The global health cost of addiction

March/ April 2011 | Volume 10, Issue 2

Hundreds of millions of people worldwide are consumers of substances that alter behavior, impair health and create a craving for continued use. Addiction results in the harmful or hazardous use of tobacco and psychoactive substances, including alcohol and illicit drugs. Psychoactive substance use can lead to dependence syndrome - a cluster of behavioral, cognitive and physiological phenomena that develop after repeated substance use and that typically include a strong desire to take the drug, difficulties in controlling its use and a higher priority given to drug use than to other activities and obligations.

Recent estimates are that in 2008, 155 to 250 million people, or 3.5 to 5.7 percent of the world’s population aged 15 to 64, used psychoactive substances such as cannabis, amphetamines, cocaine, opioids and non-prescribed psychoactive prescription medication. Cannabis is the most commonly used (129-190 million people), followed by amphetamines, cocaine and opioids. Globally, it is estimated that 13.5 million people take opioids, including 9.2 million who use heroin.

What’s the result?

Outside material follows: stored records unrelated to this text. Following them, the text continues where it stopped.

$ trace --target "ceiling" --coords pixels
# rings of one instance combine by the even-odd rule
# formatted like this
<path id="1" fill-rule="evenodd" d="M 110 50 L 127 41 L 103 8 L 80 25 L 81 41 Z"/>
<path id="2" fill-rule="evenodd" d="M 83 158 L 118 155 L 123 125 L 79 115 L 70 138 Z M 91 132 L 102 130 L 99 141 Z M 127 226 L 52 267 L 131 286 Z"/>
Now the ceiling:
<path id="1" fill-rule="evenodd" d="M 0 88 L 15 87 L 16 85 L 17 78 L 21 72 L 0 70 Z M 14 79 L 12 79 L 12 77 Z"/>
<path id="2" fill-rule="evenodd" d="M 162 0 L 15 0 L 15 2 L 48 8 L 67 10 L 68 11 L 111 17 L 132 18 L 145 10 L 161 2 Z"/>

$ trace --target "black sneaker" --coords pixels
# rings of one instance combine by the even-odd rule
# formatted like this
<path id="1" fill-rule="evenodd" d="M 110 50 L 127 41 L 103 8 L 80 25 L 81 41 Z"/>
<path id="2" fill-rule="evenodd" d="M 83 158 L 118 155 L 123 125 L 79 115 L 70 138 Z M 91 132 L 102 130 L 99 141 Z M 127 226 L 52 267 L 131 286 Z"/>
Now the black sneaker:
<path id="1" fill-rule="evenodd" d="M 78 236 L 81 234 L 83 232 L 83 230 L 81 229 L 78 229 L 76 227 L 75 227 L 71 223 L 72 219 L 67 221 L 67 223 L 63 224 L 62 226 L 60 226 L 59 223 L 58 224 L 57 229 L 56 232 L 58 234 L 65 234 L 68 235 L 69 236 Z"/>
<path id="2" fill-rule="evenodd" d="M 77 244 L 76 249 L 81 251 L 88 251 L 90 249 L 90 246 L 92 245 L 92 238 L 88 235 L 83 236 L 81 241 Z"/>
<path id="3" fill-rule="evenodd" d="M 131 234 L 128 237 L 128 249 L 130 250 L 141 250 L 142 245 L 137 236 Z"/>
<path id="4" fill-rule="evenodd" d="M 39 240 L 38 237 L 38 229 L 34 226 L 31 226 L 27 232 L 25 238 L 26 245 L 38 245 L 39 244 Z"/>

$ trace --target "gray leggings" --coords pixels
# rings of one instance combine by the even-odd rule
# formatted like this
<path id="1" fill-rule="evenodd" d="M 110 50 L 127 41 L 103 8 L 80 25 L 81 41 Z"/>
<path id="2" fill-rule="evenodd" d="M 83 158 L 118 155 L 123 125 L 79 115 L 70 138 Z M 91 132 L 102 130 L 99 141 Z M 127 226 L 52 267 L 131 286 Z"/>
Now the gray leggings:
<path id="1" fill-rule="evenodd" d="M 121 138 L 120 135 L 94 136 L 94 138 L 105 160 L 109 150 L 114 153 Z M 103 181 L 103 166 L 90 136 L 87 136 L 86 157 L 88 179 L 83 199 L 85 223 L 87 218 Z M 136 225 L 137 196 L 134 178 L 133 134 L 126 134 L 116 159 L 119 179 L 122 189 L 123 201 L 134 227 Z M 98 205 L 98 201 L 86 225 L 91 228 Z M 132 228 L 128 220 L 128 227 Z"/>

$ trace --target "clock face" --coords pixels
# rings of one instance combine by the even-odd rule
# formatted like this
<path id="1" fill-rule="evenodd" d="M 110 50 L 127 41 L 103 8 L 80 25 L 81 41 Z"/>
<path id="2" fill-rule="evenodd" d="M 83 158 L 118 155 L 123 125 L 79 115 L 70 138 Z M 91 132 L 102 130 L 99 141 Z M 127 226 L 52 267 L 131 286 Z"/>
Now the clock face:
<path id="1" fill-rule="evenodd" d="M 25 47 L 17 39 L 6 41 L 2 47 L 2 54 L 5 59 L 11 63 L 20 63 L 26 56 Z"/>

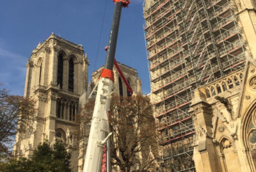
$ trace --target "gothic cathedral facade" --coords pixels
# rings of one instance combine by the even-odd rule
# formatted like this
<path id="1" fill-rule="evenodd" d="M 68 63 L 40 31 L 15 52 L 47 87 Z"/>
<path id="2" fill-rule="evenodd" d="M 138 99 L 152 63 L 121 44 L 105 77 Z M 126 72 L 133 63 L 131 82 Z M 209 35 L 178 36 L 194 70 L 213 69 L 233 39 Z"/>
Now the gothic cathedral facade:
<path id="1" fill-rule="evenodd" d="M 77 171 L 72 133 L 79 99 L 86 97 L 88 62 L 81 45 L 53 33 L 33 50 L 26 65 L 24 97 L 36 101 L 37 120 L 32 133 L 17 135 L 14 155 L 29 157 L 40 143 L 59 140 L 76 157 L 71 160 L 71 168 Z"/>

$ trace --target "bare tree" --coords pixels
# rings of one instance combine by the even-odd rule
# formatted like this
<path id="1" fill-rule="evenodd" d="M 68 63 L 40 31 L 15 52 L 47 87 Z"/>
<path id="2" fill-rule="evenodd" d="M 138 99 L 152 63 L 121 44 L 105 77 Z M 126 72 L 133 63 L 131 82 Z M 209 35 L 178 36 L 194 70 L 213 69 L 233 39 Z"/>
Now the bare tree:
<path id="1" fill-rule="evenodd" d="M 92 104 L 93 101 L 86 104 L 80 116 L 84 124 L 92 119 Z M 109 118 L 113 166 L 120 171 L 156 171 L 157 138 L 149 98 L 113 96 Z M 86 126 L 88 136 L 90 128 Z"/>
<path id="2" fill-rule="evenodd" d="M 0 86 L 2 84 L 0 83 Z M 19 96 L 9 95 L 0 88 L 0 155 L 10 153 L 10 146 L 17 133 L 28 131 L 33 127 L 36 109 L 35 101 Z"/>

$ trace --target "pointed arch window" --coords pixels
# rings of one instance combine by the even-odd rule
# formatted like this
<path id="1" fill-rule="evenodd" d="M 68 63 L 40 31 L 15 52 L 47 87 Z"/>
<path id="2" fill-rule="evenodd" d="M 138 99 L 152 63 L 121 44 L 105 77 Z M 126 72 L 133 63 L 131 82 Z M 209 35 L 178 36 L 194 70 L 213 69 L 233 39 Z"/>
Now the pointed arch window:
<path id="1" fill-rule="evenodd" d="M 68 91 L 74 92 L 74 61 L 70 59 L 68 68 Z"/>
<path id="2" fill-rule="evenodd" d="M 42 62 L 40 65 L 40 69 L 39 69 L 39 85 L 41 85 L 41 77 L 42 77 Z"/>
<path id="3" fill-rule="evenodd" d="M 122 83 L 122 79 L 118 77 L 118 84 L 119 84 L 119 96 L 124 96 L 123 94 L 123 84 Z"/>
<path id="4" fill-rule="evenodd" d="M 61 113 L 62 113 L 62 104 L 61 104 L 61 101 L 60 99 L 58 99 L 56 101 L 56 116 L 57 118 L 61 118 Z"/>
<path id="5" fill-rule="evenodd" d="M 63 56 L 60 54 L 58 56 L 58 73 L 57 73 L 57 84 L 60 85 L 60 88 L 62 89 L 63 79 Z"/>
<path id="6" fill-rule="evenodd" d="M 130 82 L 127 80 L 127 82 L 128 82 L 128 83 L 129 83 L 129 85 L 130 85 L 130 87 L 131 87 L 131 83 L 130 83 Z M 126 89 L 126 90 L 127 90 L 127 96 L 128 97 L 130 97 L 130 96 L 132 96 L 132 94 L 131 94 L 131 92 L 128 90 L 128 89 L 127 88 Z"/>

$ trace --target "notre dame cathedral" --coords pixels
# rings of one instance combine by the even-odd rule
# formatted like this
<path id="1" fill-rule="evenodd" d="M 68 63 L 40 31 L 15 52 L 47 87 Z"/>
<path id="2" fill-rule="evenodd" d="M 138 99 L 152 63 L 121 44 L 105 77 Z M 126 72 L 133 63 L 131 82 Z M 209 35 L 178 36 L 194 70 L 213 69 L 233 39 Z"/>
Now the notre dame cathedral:
<path id="1" fill-rule="evenodd" d="M 37 120 L 32 133 L 18 133 L 13 154 L 29 157 L 45 141 L 65 143 L 72 154 L 72 171 L 81 171 L 86 148 L 77 148 L 75 128 L 77 114 L 88 97 L 89 61 L 82 45 L 52 34 L 39 43 L 28 59 L 24 97 L 36 101 Z M 134 93 L 141 92 L 141 82 L 136 69 L 119 63 Z M 93 73 L 92 85 L 101 68 Z M 116 92 L 127 96 L 126 87 L 114 68 Z M 94 83 L 95 84 L 95 83 Z M 125 90 L 125 91 L 124 91 Z M 81 145 L 81 144 L 80 144 Z"/>

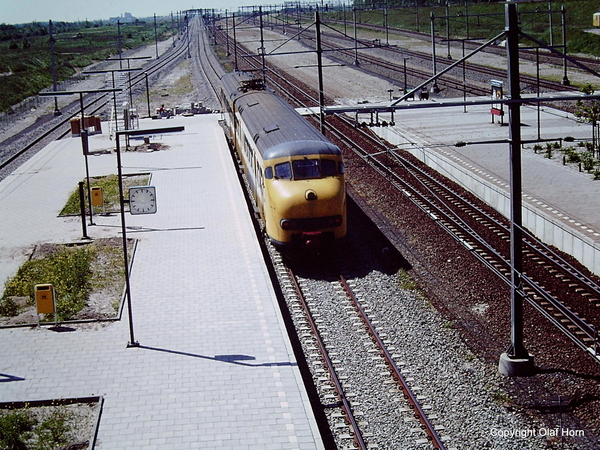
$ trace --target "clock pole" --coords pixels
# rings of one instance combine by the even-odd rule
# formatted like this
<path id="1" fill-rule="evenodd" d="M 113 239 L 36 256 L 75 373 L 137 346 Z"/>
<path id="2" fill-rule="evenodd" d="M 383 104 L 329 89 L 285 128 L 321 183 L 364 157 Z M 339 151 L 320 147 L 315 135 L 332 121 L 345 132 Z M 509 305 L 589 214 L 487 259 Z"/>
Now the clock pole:
<path id="1" fill-rule="evenodd" d="M 129 256 L 127 252 L 127 226 L 125 225 L 125 197 L 123 196 L 123 172 L 121 169 L 121 146 L 119 143 L 119 132 L 117 132 L 117 178 L 119 179 L 119 203 L 121 212 L 121 232 L 123 233 L 123 262 L 125 269 L 125 295 L 127 296 L 127 314 L 129 316 L 129 343 L 127 347 L 139 347 L 133 333 L 133 312 L 131 311 L 131 286 L 129 283 Z"/>
<path id="2" fill-rule="evenodd" d="M 131 284 L 129 283 L 129 256 L 127 252 L 127 226 L 125 225 L 125 203 L 129 200 L 125 200 L 123 195 L 123 171 L 121 169 L 121 136 L 140 136 L 157 133 L 171 133 L 175 131 L 183 131 L 185 127 L 167 127 L 167 128 L 153 128 L 145 130 L 124 130 L 117 131 L 115 133 L 115 140 L 117 141 L 116 153 L 117 153 L 117 178 L 119 179 L 119 204 L 121 212 L 121 232 L 123 233 L 123 261 L 125 263 L 125 295 L 127 297 L 127 314 L 129 316 L 129 347 L 139 347 L 140 343 L 135 340 L 133 332 L 133 312 L 131 310 Z"/>

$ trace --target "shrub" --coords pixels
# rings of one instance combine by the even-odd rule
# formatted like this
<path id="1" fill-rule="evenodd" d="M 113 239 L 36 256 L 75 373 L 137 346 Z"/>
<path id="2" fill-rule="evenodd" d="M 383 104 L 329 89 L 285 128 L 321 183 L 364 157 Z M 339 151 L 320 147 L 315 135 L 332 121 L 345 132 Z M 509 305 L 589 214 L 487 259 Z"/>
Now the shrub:
<path id="1" fill-rule="evenodd" d="M 27 450 L 25 440 L 31 435 L 35 420 L 23 412 L 0 416 L 0 448 Z"/>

WHO says the use of psychoactive substances "causes significant health and social problems for the people who use them, and also for others in their families and communities." WHO estimated that 0.7 percent of the global burden of disease in 2004 was due to cocaine and opioid use, with the social cost of illicit substance use nearly two percent of Gross Domestic Product in those countries that have measured it.

Tobacco is of course a legal drug, and its consequences are nearly catastrophic for global health. Tobacco use is the leading cause of preventable death and most of these deaths are in low- and middle-income countries. If current trends persist, tobacco will account for eight million deaths annually by 2030, with 80 percent in low-and middle-income countries.

Through its tobacco program and other grants, Fogarty has been supporting addiction research and producing results that may lead to better and more effective interventions.